Он, конечно, не смог бы ответить, почему это должно было случиться, или случиться именно тогда, и, пожалуй, даже удивился бы такому вопросу. Ведь самое главное, что это было тайной, тайной бережно хранимой от отца и матери, и что в самой таинственности и заключалась почти вся волнующая прелесть. Так бывает, когда, не показывая никому, носишь в кармане удивительно красивую вещицу: редкую марку, старую монету, обрывок тоненькой золотой цепочки, растоптанной на дорожке в парке и найденной, камушек, ракушку, не похожую ни на какую другую из‑за особенного пятнышка или полоски — и, как если бы его тайна была той же природы, он носил её со всё растущим теплым и сладостным чувством обладания. Нет, не одного только обладания, но и приюта. Непонятным волшебством тайна стала его крепостью, за которой он мог укрыться в дивном уединении. И это, за исключением, может быть, самой лишь странности случившегося, сразу привлекло его ум, и сейчас, когда он сидел в классе, в сотый раз явилось ему.

Шла вторая половина урока географии. Мисс Бюэл медленно, одним пальцем вращала огромный глобус на столе. Возникали и уплывали зеленые и желтые материки, ответы следовали за вопросами, маленькая Дэрда, девочка со смешным созвездием веснушек на затылке, копия Большой Медведицы, встала и ответила мисс Бюэл, что экватор — это линия, которая находится посередине.

Лицо мисс Бюэл, пожилое, поблекшее и доброе, с седыми жесткими прядями на щеках, и глазами, яркими и плавающими, как рыбки за толстыми очками, сморщилось и просияло.

— Ага, я поняла. Значит, Земля носит поясок или веревочку, или кто‑то взял и перевязал её бечевкой?

— Нет, не так, я думала…

Он не рассмеялся со всеми, может, лишь чуть улыбнулся. Он думал об Арктике и Антарктике, которые на глобусе, конечно, были белыми.
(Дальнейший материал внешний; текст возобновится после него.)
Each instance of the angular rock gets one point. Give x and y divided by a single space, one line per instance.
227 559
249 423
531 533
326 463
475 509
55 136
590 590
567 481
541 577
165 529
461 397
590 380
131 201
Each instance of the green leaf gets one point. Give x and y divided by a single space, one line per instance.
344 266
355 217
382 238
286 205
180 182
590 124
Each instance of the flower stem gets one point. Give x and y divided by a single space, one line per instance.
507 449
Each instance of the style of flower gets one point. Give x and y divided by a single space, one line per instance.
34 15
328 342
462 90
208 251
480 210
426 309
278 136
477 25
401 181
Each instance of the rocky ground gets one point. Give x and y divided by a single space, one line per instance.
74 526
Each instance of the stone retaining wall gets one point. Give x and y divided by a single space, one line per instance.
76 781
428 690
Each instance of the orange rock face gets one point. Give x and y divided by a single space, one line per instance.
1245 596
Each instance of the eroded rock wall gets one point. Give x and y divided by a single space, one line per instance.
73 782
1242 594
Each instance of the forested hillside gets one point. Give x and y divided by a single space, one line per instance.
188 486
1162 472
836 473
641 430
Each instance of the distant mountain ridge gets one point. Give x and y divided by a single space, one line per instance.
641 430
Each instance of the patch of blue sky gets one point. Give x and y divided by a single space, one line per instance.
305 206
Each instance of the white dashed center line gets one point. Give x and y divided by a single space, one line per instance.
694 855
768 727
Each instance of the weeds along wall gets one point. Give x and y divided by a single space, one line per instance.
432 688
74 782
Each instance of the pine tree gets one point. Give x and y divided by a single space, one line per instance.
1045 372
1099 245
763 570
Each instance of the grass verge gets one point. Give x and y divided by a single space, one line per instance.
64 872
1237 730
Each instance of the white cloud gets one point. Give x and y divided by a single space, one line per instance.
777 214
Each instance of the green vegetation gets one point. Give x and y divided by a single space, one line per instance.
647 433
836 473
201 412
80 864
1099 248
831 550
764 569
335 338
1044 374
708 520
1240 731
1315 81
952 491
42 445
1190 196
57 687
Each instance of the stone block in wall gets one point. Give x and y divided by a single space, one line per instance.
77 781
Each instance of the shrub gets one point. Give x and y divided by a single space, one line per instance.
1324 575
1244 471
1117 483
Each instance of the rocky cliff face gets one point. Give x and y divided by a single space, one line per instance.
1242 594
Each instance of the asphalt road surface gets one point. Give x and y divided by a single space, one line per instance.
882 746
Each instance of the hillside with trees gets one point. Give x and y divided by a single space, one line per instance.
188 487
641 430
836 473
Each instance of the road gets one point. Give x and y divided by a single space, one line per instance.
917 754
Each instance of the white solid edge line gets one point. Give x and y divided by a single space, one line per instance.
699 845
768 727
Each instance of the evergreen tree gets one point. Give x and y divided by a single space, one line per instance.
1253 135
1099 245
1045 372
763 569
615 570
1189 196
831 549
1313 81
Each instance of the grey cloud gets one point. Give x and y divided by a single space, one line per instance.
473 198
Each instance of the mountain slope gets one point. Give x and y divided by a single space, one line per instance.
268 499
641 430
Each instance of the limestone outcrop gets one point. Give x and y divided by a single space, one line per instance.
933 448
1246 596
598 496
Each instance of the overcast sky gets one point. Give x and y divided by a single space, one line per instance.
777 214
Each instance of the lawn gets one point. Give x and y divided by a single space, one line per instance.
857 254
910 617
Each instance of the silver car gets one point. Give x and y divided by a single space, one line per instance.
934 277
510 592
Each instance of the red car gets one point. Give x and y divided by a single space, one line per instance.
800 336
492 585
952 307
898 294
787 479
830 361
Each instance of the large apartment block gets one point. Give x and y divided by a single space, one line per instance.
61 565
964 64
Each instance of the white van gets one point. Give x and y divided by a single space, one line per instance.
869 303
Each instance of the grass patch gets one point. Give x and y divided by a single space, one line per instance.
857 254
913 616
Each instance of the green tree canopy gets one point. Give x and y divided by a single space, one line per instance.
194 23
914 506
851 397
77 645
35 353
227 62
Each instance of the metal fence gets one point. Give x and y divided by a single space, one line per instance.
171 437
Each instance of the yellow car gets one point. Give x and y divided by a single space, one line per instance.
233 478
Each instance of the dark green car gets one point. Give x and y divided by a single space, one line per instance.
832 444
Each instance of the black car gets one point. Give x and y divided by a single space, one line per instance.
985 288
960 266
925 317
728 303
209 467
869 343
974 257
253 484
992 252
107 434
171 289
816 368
Сейчас мисс Бюэл рассказывала о тропиках, о джунглях, о душной жаре экваториальных болот, где и птицы, и бабочки, и даже змеи подобны живым самоцветам. Прислушиваясь, он уже сладостным и ленивым усилием заслонялся от слов своей тайной. Да разве можно это назвать усилием? Ведь усилие — это нечто осознанное, даже нежелательное, а ему оно было приятно, и совершалось как бы само собой. Ему только надо было подумать о том утре, о первом утре и обо всех наступивших за ним…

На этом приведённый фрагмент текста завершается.